Esse fórum reúne as principais empresas privadas do setor no mundo e, mais do que isso, reúne a hierarquia que nucleia o setor. Ou seja, as maiores transnacionais e as instituições financeiras que as sustentam são quem coordena o Fórum. O núcleo duro do Fórum é o Conselho Mundial da Água, que justamente congrega as maiores transnacionais e as instituições financeiras, como o Banco Mundial. Eles se pretendem mundial, ou seja, querem transformar um lobby particular em uma demanda mundial. Assim, convidam os governos e parte mesmo das organizações não governamentais. É compreensível que os governos sejam obrigados a comparecer, por pressões políticas e respaldo dos paises ricos. O que espanta e a participação de algumas redes, num evento que e claramente antidemocrático e excludente. O FMA serve para a formação de consensos privados no setor de água. Como ele tem apoio dos governos e das instituições financeiras, ele acaba tendo uma influencia muito forte nas instancias deliberativas no plano internacional, como a Organização das Nações Unidas e o Banco Mundial e o BID. Suas deliberações assumem caráter paradigmático nessas instituições. Por isso, o Fórum Internacional em Defesa da Água foi convocado para revelar esse caráter do Fórum Mundial da Água e deslegitimar quaisquer decisões vindas do setor privado.

- Quais são os temas em disputa dentro do FMA?
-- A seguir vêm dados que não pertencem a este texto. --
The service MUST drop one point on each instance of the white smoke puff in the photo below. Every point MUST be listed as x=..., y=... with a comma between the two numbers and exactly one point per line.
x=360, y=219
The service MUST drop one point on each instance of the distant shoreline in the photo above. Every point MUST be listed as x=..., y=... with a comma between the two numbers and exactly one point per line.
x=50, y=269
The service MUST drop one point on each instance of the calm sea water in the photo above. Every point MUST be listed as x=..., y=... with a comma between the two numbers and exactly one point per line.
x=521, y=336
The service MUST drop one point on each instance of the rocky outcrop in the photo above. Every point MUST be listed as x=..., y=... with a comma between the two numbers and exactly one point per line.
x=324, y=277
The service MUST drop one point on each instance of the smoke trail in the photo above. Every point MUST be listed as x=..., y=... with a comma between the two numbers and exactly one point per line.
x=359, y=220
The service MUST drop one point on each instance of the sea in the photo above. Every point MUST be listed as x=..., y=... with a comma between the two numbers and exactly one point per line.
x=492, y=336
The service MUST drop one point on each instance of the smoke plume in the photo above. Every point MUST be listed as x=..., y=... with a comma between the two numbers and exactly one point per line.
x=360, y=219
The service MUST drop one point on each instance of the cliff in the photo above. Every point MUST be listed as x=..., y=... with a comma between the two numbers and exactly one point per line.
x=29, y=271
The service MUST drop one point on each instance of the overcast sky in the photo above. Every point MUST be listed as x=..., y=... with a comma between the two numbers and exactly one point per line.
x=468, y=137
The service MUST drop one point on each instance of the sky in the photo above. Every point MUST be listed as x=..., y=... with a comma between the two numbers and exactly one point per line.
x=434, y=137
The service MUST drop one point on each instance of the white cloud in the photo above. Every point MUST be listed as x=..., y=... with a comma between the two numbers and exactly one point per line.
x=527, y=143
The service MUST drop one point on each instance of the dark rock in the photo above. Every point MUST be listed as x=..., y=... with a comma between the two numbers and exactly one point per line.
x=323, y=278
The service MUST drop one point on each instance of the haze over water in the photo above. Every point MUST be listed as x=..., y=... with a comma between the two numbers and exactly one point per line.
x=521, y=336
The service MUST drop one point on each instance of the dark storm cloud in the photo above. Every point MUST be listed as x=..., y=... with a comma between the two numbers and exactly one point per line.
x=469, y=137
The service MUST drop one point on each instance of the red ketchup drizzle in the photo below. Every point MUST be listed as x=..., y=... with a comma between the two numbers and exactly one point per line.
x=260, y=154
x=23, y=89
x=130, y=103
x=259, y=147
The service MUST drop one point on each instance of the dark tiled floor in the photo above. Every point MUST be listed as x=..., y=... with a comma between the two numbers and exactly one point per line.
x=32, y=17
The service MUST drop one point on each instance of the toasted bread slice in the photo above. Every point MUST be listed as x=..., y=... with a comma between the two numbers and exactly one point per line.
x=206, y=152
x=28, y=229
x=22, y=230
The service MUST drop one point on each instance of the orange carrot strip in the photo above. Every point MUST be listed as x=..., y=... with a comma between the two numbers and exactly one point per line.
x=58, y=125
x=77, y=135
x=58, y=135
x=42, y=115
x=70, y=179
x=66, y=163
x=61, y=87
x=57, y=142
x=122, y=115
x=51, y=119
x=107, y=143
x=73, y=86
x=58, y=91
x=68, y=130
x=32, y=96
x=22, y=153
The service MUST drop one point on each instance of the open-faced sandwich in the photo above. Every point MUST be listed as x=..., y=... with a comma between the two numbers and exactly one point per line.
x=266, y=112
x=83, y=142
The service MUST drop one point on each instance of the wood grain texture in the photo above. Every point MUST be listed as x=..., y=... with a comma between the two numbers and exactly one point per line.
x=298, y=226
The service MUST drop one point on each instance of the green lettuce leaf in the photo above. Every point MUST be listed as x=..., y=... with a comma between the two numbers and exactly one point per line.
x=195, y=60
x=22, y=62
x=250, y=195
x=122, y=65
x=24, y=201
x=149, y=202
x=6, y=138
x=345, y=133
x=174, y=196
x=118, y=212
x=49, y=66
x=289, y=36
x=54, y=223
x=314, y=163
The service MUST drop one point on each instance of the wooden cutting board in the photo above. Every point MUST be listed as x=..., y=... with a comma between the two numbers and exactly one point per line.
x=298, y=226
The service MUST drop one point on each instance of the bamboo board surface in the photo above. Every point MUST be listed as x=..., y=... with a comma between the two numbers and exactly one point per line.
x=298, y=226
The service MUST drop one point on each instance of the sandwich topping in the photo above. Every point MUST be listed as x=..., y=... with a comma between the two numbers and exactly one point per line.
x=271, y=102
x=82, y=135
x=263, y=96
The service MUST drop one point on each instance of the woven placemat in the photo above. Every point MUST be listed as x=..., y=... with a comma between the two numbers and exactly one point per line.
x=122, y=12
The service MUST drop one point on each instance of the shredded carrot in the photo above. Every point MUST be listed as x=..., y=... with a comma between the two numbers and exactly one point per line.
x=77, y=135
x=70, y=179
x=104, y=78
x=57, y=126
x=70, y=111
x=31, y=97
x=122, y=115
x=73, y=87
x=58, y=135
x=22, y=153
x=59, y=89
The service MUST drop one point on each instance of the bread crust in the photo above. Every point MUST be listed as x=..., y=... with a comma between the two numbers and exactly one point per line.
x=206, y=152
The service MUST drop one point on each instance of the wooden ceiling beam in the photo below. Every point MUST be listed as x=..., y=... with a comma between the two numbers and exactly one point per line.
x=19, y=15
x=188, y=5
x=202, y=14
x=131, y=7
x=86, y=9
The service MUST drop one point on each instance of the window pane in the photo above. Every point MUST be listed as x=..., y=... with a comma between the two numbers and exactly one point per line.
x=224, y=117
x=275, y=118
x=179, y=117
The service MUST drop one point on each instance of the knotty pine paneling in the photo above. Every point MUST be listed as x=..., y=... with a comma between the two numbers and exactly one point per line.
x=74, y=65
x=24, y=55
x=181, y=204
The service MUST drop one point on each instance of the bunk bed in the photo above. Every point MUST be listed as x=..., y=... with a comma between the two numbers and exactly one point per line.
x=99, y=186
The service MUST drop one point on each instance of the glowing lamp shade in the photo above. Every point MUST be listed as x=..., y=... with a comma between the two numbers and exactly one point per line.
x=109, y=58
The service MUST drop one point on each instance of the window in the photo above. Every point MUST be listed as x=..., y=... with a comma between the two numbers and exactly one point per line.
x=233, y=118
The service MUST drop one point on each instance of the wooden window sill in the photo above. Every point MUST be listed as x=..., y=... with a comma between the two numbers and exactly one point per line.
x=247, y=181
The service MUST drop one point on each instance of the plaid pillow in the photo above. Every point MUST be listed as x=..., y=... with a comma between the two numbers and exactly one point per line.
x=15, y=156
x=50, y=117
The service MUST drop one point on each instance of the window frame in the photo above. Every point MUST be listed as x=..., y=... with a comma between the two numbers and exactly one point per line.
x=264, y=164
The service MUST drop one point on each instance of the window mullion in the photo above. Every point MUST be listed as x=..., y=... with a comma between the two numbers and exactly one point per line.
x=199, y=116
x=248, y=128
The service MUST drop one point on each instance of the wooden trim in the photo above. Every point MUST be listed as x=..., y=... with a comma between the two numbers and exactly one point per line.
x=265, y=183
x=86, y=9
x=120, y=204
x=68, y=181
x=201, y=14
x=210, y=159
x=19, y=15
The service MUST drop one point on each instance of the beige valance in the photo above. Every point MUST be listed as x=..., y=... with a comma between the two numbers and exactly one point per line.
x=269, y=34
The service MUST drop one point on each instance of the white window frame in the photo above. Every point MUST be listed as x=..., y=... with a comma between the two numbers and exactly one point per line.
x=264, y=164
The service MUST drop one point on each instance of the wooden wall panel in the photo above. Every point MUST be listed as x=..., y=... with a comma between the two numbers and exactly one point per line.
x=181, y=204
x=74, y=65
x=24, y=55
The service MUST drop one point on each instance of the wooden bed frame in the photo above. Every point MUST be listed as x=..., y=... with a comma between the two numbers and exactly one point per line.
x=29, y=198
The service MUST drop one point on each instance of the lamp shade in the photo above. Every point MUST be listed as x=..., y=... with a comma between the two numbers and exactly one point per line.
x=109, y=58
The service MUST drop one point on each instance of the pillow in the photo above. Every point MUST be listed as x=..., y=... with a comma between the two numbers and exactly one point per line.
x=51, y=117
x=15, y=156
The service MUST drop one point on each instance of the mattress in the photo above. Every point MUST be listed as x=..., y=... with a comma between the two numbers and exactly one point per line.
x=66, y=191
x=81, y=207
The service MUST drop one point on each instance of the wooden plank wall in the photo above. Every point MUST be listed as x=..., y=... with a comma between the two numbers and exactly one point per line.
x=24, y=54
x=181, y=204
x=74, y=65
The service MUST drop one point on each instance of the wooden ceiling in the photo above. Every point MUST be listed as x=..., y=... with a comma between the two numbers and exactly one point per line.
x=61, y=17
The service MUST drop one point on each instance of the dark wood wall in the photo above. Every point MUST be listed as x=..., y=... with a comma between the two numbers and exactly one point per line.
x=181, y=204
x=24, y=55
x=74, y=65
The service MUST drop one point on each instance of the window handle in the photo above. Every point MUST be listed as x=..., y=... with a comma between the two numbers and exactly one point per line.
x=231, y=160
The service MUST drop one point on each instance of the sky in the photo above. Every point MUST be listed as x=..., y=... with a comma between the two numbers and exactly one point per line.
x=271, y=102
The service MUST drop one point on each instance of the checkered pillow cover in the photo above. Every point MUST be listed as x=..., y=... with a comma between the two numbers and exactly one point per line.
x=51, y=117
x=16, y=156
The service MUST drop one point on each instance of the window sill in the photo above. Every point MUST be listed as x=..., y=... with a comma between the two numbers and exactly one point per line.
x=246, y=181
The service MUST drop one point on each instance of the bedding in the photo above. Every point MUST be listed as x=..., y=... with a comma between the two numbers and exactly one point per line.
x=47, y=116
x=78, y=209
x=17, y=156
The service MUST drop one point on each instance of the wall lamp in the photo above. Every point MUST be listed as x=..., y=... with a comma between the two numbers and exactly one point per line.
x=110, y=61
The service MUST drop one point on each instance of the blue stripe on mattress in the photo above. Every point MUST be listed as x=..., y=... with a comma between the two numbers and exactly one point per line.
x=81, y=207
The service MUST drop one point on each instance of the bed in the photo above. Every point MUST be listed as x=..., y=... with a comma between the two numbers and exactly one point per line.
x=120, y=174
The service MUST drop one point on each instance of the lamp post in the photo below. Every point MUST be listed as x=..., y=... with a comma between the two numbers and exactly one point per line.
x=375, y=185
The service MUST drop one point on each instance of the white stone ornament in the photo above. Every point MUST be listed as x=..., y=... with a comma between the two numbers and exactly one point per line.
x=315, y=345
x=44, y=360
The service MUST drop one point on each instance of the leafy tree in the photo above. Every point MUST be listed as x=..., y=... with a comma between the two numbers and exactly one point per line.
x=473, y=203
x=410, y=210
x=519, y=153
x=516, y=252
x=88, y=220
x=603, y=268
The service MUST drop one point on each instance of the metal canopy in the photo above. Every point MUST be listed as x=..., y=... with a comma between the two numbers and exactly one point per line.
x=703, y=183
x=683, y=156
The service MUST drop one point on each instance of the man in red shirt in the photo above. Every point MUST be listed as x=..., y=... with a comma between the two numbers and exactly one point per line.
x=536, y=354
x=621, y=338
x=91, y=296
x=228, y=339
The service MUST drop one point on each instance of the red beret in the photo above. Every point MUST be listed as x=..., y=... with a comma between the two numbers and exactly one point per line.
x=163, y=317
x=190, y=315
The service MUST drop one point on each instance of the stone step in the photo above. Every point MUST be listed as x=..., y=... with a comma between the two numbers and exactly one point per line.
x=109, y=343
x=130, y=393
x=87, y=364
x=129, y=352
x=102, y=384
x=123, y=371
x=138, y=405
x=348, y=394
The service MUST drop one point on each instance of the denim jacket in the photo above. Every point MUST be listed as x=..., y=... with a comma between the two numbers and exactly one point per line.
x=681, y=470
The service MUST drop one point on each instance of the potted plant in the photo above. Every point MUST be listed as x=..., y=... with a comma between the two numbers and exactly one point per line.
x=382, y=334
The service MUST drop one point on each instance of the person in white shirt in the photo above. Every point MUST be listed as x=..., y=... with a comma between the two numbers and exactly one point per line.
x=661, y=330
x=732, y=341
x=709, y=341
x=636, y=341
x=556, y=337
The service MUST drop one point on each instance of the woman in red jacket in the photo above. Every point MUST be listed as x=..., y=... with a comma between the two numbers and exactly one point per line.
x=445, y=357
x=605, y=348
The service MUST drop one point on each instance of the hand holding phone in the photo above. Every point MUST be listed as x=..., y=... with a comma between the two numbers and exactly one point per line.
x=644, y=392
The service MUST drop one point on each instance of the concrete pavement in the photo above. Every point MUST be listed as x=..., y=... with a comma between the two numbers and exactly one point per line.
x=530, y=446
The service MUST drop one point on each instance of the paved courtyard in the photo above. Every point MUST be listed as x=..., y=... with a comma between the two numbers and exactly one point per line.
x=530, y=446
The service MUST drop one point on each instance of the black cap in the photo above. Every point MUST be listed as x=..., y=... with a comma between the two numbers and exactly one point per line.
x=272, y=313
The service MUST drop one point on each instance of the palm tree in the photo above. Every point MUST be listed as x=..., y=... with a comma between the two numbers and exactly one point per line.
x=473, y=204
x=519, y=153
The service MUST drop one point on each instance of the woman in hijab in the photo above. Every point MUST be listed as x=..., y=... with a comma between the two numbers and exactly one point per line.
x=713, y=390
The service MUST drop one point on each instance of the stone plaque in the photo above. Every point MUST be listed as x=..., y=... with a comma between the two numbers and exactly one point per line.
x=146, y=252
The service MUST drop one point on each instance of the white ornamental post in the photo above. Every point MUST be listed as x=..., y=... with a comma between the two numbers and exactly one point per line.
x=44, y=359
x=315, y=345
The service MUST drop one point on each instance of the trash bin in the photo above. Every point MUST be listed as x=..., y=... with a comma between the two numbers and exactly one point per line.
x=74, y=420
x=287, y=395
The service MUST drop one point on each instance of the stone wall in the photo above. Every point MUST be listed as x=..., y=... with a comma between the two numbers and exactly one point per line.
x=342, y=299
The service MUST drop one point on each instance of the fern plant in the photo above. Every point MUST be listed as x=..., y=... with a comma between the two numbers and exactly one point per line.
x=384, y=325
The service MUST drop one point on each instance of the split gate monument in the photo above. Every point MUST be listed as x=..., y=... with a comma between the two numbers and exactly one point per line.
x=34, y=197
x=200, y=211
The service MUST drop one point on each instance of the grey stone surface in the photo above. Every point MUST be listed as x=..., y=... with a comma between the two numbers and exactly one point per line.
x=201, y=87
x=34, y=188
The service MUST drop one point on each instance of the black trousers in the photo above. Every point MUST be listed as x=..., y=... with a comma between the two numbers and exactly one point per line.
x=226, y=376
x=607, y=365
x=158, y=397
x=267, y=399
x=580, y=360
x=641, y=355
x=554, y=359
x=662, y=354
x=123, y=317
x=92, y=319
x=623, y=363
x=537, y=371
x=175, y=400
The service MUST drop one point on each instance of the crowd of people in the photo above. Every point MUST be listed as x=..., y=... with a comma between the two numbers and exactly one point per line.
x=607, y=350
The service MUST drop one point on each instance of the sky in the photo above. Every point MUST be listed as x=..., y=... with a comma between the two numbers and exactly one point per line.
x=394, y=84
A conjuntura é problemática para o mercado, porque o que se tem hoje no mundo, nas áreas onde ocorreu a privatização da água, são processos incompletos ou que foram muito mal sucedidos, inclusive do ponto de vista econômico. O quadro da América Latina e exemplar. As empresas não conseguiram obter lucros nem segurança jurídica, e suas iniciativas foram profundamente deslegitimadas pelas sociedades dos paises. Em muitos casos, ocorreram verdadeiras guerras, por conta de uma incorporação pelo setor privado totalmente irresponsável, que deixou regiões inteiras sem água, que diminuiu a qualidade do serviço e que ampliaram as tarifas a níveis inacessíveis a população pobre. O caso mais emblemático e o da Bolívia, que deu inicio a uma serie de mobilizações que culminaram com a vitória de Evo Morales. Ou seja, foi uma derrota econômica e política.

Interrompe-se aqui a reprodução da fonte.